Gold prices edged lower as a recovery in risk appetite pushed Treasury bond yields higher alongside stock prices. The US Dollar also rose in tandem as improving sentiment echoed in a supportive shift in Fed rate hike expectations. Not surprisingly, this undermined the appeal of non-interest-bearing and anti-fiat assets epitomized by the yellow metal.
August’s US PMI survey roundup is in focus on the data front, with the pace of manufacturing- and service-sector activity growth expected to accelerate. US economic news-flow has increasingly improved relative to forecasts over the past two months, opening the door for outperformance. While that may hurt gold, follow-through will likely have to wait for Fed Chair Yellen’s speech on Friday.
Crude oil prices stalled absent a meaningful catalysts. API said US inventories shed 3.6 million barrels last week. That is within a hair of the 3.3 million barrel drawdown expected to be reported in official EIAstatistics today and so was probably read as status-quo. Chinese energy trade statistics are also due to cross the wires.

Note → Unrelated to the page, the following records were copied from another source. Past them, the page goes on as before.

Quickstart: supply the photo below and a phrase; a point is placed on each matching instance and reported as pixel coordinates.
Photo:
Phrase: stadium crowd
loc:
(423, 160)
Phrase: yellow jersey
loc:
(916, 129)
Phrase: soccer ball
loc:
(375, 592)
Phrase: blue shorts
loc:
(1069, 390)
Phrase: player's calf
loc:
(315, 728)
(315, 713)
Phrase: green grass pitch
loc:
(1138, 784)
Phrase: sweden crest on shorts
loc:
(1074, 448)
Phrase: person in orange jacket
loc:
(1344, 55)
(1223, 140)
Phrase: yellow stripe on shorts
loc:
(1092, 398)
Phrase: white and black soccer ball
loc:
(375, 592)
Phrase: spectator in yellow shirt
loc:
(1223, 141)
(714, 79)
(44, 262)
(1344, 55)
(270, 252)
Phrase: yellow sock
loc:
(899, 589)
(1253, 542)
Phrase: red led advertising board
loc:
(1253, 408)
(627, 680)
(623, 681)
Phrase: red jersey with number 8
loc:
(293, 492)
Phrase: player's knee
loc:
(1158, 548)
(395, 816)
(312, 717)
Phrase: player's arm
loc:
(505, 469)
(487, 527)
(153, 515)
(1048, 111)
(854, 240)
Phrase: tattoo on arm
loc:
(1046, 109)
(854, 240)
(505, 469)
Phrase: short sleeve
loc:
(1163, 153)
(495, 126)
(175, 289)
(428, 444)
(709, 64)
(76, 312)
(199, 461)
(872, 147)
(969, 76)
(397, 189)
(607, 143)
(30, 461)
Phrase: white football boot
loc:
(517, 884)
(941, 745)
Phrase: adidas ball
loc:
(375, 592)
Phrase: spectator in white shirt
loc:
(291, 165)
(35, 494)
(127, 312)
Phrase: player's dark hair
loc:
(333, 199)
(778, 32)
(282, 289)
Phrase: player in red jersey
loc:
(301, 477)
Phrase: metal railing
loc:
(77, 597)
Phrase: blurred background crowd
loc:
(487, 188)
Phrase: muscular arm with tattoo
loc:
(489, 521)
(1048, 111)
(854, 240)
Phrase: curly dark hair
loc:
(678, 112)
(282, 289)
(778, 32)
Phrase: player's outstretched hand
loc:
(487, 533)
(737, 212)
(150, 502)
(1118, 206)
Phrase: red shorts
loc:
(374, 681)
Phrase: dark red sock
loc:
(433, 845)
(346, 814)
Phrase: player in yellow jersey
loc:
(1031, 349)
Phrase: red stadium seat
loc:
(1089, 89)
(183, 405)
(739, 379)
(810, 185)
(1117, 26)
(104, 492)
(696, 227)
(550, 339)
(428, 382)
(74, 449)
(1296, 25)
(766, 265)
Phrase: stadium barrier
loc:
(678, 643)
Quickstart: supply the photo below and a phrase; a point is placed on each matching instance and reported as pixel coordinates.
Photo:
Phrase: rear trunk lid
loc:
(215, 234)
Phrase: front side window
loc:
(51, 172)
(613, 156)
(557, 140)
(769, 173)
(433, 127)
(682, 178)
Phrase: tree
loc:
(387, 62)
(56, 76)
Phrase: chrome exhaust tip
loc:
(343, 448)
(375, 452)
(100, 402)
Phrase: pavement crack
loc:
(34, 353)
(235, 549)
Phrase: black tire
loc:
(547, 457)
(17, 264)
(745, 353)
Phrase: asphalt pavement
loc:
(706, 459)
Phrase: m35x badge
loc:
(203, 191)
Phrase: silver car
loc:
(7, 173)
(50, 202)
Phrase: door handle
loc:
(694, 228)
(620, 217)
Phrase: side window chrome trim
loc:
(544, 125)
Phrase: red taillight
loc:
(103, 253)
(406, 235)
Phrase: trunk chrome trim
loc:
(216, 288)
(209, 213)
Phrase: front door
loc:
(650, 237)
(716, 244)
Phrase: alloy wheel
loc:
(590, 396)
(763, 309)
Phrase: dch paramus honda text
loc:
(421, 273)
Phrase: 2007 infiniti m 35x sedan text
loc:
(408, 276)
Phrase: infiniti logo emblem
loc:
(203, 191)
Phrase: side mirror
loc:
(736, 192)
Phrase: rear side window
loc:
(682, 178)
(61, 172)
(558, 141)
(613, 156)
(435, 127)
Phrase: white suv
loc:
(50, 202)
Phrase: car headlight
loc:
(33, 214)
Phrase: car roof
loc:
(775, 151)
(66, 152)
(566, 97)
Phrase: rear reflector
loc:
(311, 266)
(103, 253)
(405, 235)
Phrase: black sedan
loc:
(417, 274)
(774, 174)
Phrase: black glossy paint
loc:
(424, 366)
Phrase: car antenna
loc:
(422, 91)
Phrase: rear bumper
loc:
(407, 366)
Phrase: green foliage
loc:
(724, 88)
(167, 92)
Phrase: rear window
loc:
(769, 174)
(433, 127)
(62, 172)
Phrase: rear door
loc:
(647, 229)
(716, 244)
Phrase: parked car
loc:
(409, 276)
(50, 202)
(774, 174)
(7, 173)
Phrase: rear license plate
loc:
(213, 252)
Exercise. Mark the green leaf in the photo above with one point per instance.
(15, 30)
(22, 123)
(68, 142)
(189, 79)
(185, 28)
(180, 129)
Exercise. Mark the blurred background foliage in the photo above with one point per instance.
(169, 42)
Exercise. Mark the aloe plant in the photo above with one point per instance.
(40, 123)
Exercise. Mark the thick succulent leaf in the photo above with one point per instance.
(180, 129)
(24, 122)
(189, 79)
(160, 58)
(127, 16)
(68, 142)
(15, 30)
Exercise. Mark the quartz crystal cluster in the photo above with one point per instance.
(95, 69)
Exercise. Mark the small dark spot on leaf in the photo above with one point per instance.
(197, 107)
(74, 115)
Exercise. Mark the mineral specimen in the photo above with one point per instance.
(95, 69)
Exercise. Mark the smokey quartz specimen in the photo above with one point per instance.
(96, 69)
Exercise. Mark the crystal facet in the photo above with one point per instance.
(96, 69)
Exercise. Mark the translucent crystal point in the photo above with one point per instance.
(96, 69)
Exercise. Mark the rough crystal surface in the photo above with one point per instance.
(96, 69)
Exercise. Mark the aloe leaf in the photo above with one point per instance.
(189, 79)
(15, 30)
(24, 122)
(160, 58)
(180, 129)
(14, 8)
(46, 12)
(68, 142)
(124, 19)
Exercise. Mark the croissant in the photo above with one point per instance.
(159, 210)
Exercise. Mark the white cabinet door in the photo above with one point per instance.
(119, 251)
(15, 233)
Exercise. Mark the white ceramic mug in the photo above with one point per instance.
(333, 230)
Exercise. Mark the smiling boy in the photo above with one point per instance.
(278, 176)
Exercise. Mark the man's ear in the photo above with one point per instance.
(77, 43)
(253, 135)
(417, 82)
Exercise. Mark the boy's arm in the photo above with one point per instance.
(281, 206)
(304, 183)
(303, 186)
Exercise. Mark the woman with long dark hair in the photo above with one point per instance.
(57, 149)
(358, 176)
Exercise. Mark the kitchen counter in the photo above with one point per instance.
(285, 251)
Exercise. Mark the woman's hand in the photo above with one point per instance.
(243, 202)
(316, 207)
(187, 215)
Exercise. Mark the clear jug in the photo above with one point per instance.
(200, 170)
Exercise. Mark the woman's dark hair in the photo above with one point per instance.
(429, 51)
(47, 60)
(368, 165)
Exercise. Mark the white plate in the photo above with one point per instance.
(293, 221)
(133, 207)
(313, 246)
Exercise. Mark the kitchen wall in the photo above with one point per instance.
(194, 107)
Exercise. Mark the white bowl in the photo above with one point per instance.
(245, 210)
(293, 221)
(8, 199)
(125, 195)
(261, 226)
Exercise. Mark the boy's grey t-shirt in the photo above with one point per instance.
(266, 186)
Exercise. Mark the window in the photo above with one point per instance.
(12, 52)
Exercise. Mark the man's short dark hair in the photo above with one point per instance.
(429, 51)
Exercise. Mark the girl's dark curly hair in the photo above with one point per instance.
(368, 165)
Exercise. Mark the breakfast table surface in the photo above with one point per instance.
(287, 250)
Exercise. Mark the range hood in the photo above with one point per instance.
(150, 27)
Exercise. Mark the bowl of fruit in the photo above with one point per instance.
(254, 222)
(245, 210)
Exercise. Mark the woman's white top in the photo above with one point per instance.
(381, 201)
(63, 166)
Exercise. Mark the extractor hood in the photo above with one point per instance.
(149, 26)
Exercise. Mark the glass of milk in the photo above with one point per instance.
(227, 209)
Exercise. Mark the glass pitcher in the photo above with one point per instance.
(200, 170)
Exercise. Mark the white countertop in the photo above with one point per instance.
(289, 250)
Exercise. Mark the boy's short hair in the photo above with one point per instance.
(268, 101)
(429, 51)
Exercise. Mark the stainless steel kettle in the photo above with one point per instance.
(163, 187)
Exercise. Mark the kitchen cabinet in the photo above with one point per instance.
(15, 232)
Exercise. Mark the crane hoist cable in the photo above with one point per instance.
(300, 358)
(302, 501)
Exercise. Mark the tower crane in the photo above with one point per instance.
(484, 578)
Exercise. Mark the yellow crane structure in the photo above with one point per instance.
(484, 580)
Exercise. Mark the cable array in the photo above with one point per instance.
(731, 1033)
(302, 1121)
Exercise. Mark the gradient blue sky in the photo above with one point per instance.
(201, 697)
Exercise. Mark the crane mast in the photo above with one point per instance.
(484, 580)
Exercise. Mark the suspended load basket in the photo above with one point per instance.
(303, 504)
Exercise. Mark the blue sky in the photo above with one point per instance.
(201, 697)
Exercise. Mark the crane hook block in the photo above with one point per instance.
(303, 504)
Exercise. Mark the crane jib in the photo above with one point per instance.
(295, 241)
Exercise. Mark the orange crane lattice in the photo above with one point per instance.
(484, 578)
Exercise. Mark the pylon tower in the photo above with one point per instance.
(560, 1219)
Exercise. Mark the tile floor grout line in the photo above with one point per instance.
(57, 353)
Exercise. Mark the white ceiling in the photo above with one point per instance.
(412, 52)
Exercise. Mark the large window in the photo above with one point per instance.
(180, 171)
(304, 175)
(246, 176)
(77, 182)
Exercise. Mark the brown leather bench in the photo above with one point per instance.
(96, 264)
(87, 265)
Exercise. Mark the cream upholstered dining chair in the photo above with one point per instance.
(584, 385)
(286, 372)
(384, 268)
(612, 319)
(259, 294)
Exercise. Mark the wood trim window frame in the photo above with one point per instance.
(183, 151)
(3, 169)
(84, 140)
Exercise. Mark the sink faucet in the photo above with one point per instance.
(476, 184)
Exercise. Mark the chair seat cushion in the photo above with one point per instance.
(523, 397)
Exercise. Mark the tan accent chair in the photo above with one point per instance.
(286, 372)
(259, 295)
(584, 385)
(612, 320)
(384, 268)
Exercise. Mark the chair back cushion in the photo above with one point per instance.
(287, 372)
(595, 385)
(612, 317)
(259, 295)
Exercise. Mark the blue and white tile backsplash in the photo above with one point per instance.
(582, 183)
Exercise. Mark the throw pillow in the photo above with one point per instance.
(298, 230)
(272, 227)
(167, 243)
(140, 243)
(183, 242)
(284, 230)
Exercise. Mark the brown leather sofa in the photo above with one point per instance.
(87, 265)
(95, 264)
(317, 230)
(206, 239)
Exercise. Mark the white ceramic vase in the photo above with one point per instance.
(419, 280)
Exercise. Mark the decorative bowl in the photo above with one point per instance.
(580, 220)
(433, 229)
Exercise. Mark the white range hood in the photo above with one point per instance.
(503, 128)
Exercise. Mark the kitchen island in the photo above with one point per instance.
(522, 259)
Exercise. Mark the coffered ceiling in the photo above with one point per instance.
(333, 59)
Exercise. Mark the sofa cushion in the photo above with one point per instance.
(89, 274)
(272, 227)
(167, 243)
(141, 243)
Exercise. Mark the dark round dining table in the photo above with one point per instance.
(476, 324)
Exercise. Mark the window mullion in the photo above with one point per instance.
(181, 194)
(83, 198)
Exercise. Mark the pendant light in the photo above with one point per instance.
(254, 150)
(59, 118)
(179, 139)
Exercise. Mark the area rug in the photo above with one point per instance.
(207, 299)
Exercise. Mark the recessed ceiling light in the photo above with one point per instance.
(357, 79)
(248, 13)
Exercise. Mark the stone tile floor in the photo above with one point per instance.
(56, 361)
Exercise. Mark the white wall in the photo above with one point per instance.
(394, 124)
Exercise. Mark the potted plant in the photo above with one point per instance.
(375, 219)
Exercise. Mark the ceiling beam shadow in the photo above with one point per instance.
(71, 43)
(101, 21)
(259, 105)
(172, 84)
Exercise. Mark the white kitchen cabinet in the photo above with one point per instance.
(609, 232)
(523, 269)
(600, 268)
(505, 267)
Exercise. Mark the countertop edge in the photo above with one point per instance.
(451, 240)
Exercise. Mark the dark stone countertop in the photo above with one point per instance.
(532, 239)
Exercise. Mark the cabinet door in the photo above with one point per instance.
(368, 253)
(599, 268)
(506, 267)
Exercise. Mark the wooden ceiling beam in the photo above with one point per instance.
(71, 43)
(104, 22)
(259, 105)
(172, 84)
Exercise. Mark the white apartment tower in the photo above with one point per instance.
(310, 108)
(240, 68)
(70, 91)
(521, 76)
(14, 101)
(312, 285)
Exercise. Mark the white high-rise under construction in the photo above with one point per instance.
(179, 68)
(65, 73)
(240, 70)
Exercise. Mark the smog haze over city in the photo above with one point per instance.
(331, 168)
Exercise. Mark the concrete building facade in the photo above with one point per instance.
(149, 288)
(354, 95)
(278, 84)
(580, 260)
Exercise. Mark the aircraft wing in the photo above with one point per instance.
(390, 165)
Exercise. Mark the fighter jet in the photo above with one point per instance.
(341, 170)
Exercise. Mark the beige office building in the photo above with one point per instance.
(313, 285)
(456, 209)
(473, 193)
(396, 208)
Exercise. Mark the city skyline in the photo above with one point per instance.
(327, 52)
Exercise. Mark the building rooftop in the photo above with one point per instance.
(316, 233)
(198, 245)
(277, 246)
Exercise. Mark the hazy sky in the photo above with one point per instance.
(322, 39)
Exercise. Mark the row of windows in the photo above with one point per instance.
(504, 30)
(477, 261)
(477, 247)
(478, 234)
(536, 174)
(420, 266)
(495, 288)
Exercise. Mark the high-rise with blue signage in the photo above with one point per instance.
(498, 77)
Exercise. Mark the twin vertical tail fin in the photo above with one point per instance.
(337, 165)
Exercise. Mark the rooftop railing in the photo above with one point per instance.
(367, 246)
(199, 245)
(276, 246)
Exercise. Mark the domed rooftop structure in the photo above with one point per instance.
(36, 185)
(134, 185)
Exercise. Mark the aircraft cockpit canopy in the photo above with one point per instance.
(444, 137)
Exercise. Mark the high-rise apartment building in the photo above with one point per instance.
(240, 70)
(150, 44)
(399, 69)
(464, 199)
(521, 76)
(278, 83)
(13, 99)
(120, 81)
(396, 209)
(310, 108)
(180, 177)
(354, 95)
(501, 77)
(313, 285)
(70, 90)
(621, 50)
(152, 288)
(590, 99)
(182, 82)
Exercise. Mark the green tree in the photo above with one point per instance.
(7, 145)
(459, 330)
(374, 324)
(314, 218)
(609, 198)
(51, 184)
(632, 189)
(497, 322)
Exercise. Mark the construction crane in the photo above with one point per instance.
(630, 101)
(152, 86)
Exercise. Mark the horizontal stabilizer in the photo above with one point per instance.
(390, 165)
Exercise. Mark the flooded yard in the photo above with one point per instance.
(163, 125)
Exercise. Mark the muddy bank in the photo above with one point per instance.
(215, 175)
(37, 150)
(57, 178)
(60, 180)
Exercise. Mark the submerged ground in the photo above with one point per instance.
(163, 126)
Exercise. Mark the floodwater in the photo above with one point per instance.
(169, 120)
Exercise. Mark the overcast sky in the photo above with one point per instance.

GOLD TECHNICAL ANALYSIS – Gold prices remain locked in a range below resistance in the 1295.46-1300.46 area (double top, 38.2% Fibonacci expansion). Negative RSI divergence continues to warn of ebbing upside momentum, which may precede a downturn. Breaking below 1278.22 (23.6% Fib retracement, trend line) on a daily closing basis targets the 38.2% level at 1264.23 next. Alternatively, a breach of resistance exposes the 50% expansion at 1310.74.
Chart created using TradingView
CRUDE OIL TECHNICAL ANALYSIS – Crude oil prices are stalling having found support above the $46/barrel figure. From here, a daily close below the 38.2% Fibonacci expansion at 46.62 opens the door for a test of the 50% level at 45.46. Alternatively, a push above support-turned-resistance at 48.76 (range floor, trend line) paves the way for retest of the August 1 high at 50.40.